Virtualization concepts are increasingly realized in all the classic components of infrastructure: compute, storage, and networking. What impacts might you expect to CMDB for enterprises deploying virtualization technologies? What are the particular challenges with respect to CMDB and virtualization?
The pondering for me started with a combination training trip and workshop sort of exercise to a CMDB vendor recently. The workshop was more focused on the use of the CMDB as an embedded component of another facility, not a classic CMDB implementation in an enterprise. I was probably more interested in the general and typical utility of the product myself, not having much direct experience with CMDB implementations.
What struck me were the exchanges we had with the vendor with respect to modeling virtualized infrastructure and components. The issue is that this CMDB implementation, like most if not all others I imagine, really had no existing constructs to deal with many emerging virtualization concepts. Furthermore, we were having some trouble describing these technologies in a way that the vendor could discern how they should be modeled. A lot of this could be attributed to discussing abstract concepts that were not realized as physical components in the infrastructure. Grasping abstractions is just naturally harder than grasping boxes and wires.
There was no particular difficulty with the concept of a VLAN, or a service IP or VIP, this is relatively mature technology. There was much more trouble with more nuanced differences between technologies like Solaris Zones versus VMware or Xen type virtualization technologies, and some of the networking concepts like virtual NICs and the impact of real or virtual VLAN tagging on interfaces as they relate to things like link aggregation. I feel like we only scratched the surface insofar as discovering all the modeling challenges.
The problem with this as it is related to CMDB is that many of the core use cases involve understanding the impacts of change and the impacts of component outages on dependent services. If you can’t model relationships correctly, the utility of the CMDB is significantly eroded. Jamming a virtual thing into a CMDB as though it were a real thing probably won’t cut it.
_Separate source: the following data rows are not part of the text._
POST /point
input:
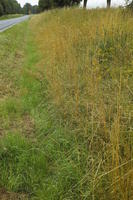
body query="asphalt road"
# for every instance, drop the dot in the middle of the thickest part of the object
(5, 24)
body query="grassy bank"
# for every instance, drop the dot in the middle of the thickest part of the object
(10, 16)
(66, 106)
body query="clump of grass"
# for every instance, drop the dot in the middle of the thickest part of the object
(75, 84)
(87, 61)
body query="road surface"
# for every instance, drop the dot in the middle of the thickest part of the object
(5, 24)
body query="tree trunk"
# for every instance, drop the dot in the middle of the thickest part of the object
(108, 3)
(85, 3)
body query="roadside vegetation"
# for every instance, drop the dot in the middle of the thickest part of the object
(66, 106)
(10, 16)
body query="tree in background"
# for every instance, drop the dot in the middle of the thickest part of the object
(129, 4)
(1, 9)
(108, 3)
(9, 7)
(85, 3)
(29, 9)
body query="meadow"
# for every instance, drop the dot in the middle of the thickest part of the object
(67, 106)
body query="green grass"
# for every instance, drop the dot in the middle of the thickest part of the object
(10, 16)
(66, 106)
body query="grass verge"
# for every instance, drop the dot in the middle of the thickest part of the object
(4, 17)
(66, 108)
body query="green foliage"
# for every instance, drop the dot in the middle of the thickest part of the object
(9, 7)
(28, 9)
(47, 4)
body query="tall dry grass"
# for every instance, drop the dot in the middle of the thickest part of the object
(87, 59)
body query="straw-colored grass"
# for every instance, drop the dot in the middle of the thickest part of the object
(67, 106)
(88, 63)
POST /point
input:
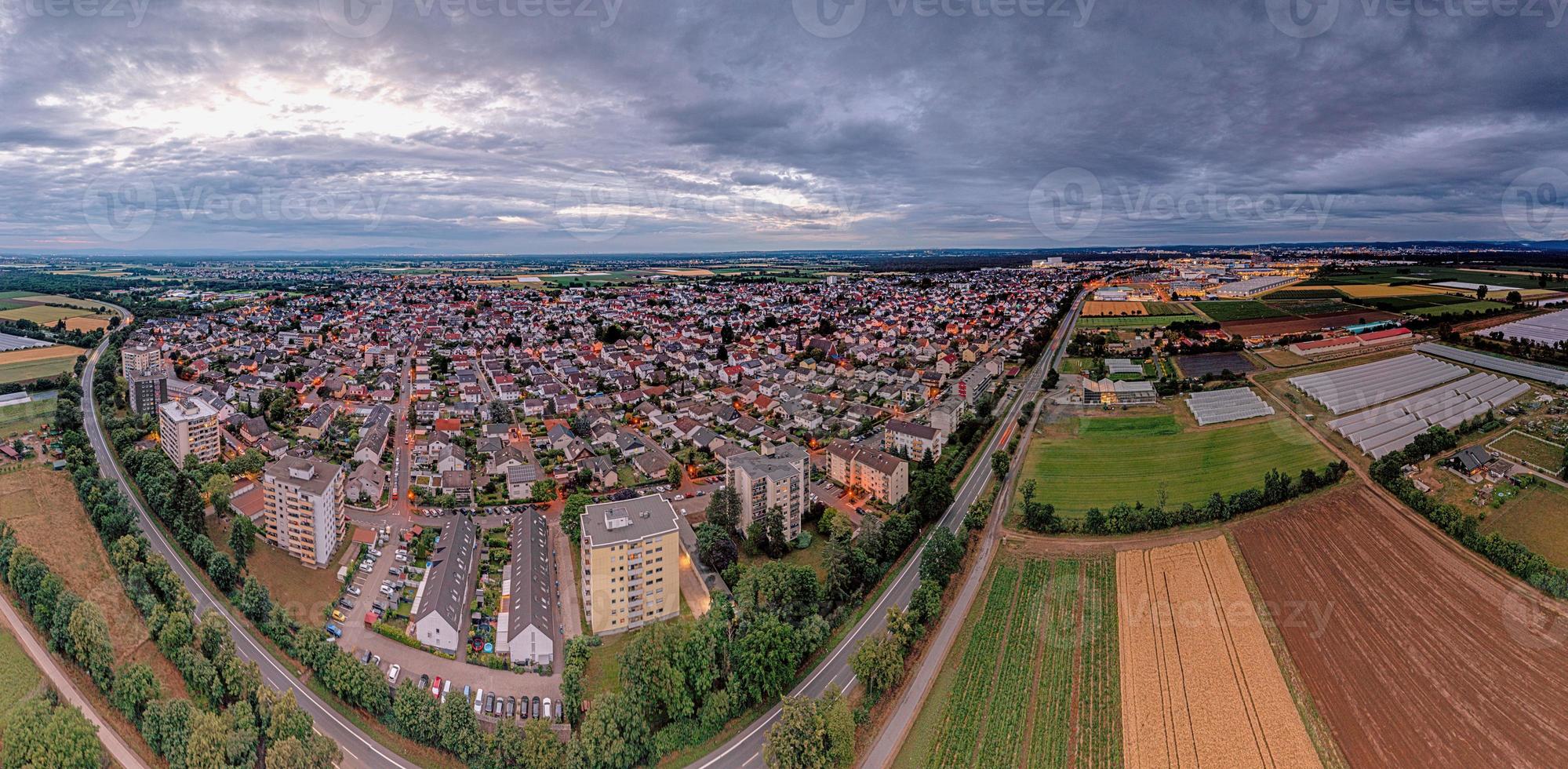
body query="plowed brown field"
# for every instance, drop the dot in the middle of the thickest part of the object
(1200, 685)
(1417, 654)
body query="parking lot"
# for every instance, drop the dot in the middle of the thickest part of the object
(361, 640)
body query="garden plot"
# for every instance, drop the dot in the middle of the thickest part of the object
(1548, 330)
(1371, 384)
(1390, 428)
(1227, 406)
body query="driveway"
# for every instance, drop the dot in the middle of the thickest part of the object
(414, 663)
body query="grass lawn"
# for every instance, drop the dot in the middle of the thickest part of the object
(1537, 519)
(303, 591)
(25, 417)
(17, 676)
(1530, 448)
(1457, 310)
(1100, 462)
(1133, 321)
(1239, 310)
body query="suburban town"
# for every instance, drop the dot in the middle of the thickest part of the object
(635, 514)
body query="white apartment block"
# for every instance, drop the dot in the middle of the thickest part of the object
(188, 428)
(303, 508)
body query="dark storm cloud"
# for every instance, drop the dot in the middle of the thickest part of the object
(638, 125)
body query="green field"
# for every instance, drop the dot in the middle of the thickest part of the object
(17, 676)
(1133, 321)
(1530, 448)
(1239, 310)
(28, 371)
(1461, 308)
(1536, 519)
(25, 417)
(1109, 461)
(1012, 677)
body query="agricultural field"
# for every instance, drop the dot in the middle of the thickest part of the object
(1415, 652)
(38, 363)
(17, 676)
(1459, 308)
(1101, 462)
(1037, 683)
(1199, 677)
(1097, 308)
(1236, 310)
(1213, 363)
(25, 417)
(41, 506)
(1133, 321)
(1528, 448)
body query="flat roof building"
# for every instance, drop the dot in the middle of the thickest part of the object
(188, 428)
(631, 564)
(303, 508)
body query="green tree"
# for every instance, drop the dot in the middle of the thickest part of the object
(879, 665)
(941, 556)
(41, 735)
(135, 687)
(615, 735)
(218, 489)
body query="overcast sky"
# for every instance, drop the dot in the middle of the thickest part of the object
(612, 126)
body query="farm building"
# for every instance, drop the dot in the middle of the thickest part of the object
(1123, 393)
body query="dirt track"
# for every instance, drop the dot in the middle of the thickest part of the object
(1415, 654)
(1200, 683)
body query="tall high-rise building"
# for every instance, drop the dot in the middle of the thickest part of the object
(140, 357)
(188, 428)
(147, 390)
(775, 479)
(303, 508)
(631, 564)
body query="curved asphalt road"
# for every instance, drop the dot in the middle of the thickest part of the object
(359, 749)
(745, 749)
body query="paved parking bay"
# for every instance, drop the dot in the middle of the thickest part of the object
(414, 663)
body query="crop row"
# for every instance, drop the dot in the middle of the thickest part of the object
(1100, 696)
(1009, 710)
(965, 710)
(1053, 729)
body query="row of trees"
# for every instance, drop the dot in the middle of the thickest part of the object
(1512, 556)
(1125, 519)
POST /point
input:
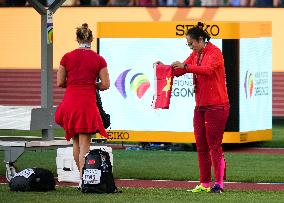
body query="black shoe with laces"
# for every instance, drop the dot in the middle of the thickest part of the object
(217, 189)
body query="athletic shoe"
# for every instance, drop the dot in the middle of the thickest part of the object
(217, 189)
(200, 188)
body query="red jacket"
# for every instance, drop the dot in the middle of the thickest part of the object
(209, 76)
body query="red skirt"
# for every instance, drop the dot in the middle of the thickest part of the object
(78, 112)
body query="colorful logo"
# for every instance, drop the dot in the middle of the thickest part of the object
(139, 84)
(249, 84)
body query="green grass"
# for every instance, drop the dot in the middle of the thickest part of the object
(178, 165)
(68, 195)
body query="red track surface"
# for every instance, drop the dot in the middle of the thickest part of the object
(133, 183)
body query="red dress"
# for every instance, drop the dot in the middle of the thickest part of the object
(78, 111)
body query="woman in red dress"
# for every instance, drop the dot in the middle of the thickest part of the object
(212, 105)
(78, 113)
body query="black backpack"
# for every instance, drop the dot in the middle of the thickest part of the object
(33, 179)
(97, 173)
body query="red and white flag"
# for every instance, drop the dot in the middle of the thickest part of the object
(163, 86)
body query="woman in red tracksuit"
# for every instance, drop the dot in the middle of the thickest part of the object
(212, 105)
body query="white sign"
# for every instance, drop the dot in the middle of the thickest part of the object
(128, 101)
(255, 84)
(92, 176)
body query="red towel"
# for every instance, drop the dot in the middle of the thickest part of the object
(163, 86)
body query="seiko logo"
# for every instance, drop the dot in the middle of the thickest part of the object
(213, 30)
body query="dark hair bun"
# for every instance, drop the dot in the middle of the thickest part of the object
(85, 25)
(200, 25)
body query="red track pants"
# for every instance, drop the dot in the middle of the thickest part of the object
(209, 124)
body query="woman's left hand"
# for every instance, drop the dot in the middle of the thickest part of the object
(177, 64)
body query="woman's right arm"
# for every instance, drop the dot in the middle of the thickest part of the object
(104, 83)
(61, 76)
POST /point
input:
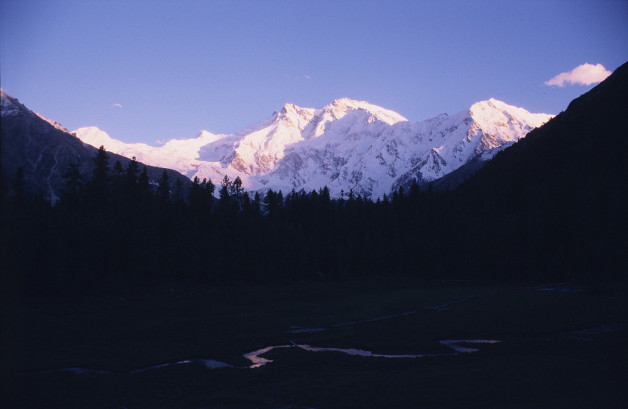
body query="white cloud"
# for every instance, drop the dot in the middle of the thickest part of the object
(585, 74)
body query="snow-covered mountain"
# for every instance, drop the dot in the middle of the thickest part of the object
(346, 145)
(44, 150)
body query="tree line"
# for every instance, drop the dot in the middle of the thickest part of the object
(116, 231)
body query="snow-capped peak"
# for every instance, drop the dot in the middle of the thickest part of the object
(346, 145)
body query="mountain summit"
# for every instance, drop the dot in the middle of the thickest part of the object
(347, 146)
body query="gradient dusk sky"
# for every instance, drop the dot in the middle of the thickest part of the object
(148, 71)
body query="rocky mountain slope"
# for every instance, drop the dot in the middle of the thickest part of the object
(44, 150)
(347, 146)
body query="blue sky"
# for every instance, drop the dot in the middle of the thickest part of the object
(145, 71)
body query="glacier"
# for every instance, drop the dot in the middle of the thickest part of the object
(348, 146)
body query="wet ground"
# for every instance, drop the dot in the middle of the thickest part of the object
(323, 345)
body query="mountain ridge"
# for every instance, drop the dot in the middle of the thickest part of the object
(346, 145)
(44, 150)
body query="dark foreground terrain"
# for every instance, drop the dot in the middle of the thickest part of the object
(560, 346)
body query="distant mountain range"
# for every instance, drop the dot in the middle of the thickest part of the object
(44, 150)
(347, 146)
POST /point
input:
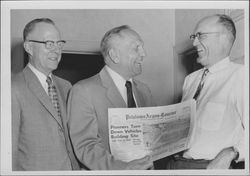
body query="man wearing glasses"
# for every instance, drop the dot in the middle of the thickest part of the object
(218, 138)
(40, 139)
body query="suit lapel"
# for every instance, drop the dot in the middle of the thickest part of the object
(138, 95)
(37, 89)
(113, 93)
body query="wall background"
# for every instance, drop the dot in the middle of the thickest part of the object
(165, 33)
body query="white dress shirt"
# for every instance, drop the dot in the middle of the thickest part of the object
(220, 110)
(41, 77)
(120, 83)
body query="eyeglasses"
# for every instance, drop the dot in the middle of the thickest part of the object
(49, 44)
(201, 35)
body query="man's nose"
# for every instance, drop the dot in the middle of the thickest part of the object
(196, 41)
(143, 52)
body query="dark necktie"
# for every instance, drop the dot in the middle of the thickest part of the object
(201, 84)
(130, 98)
(53, 95)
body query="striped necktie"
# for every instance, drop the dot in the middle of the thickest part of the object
(201, 84)
(53, 95)
(130, 98)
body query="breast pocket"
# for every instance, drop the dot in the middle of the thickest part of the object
(212, 116)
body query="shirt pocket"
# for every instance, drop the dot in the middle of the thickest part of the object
(212, 116)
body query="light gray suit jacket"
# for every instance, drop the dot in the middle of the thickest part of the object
(88, 105)
(40, 140)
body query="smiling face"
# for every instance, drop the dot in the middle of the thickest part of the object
(210, 47)
(41, 58)
(130, 53)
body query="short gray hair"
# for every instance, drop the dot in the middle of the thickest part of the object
(228, 24)
(105, 42)
(31, 25)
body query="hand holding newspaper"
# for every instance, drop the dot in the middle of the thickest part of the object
(156, 131)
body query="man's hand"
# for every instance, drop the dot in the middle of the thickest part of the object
(223, 159)
(140, 164)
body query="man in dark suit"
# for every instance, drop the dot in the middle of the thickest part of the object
(40, 139)
(90, 100)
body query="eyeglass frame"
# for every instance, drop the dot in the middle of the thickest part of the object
(46, 43)
(199, 34)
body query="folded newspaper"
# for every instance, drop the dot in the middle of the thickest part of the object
(156, 131)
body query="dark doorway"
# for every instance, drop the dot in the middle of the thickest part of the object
(75, 67)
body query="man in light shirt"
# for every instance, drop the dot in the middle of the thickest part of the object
(40, 139)
(218, 137)
(89, 100)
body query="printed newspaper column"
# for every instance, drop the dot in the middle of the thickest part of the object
(157, 131)
(123, 134)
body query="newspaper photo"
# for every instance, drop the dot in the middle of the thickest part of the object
(156, 131)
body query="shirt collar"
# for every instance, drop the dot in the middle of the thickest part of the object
(41, 77)
(219, 65)
(117, 78)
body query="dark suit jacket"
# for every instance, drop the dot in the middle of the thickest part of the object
(88, 105)
(40, 139)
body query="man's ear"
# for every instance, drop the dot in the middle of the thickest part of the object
(28, 48)
(113, 56)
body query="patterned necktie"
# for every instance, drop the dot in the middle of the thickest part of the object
(130, 98)
(201, 84)
(53, 95)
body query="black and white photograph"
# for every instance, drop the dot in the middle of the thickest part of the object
(124, 88)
There’s also an irony. The need for CMDB in IT operations is far greater when using virtualization than when you aren’t. As an example of the kinds of issues we face, in my little own three machine lab, I have an explosion of DNS entries related to dozens of virtual machines, and I can no longer remember if these things still exist and where they are or were realized. I have iSCSI LUNs that are used both as direct attach block devices to real machines and others that are used by VMware to provide storage to dozens of machines, and others that are direct attach to virtual machines *within* the VMware infrastructure. The mind boggles.
Discounting the completely unconstrained lab as a good example of our modern, discipled and constrained enterprise architectures (*cough*, *cough*), it seems there is still a vast gapping chasm between what we need in a CMDB and what can currently be readily realized, both in terms of our collective experience and understanding as well as the readily available tools.
You state the problems we are having well. It does seem that one of the biggest upcoming issues that we (Sun Managed Operations) are dealing with is the demand for virtulization without an understanding of the added complexities.
We certainly have a huge number of customers who can and do benefit but we have been finding it hard to hold sensible conversations about monitoring and management of migratory virtulization initiatives.
Thankfully most of the deployments I am dealing with are relatively static and as such don’t expose the weakness in our tools (wrt/large scale dynamic changes) while playing in this particular arena.
Lou, I really enjoyed this blog, and thinking through the affects of virtualization helped me articulate the required direction for Configuration Management!! Thanks!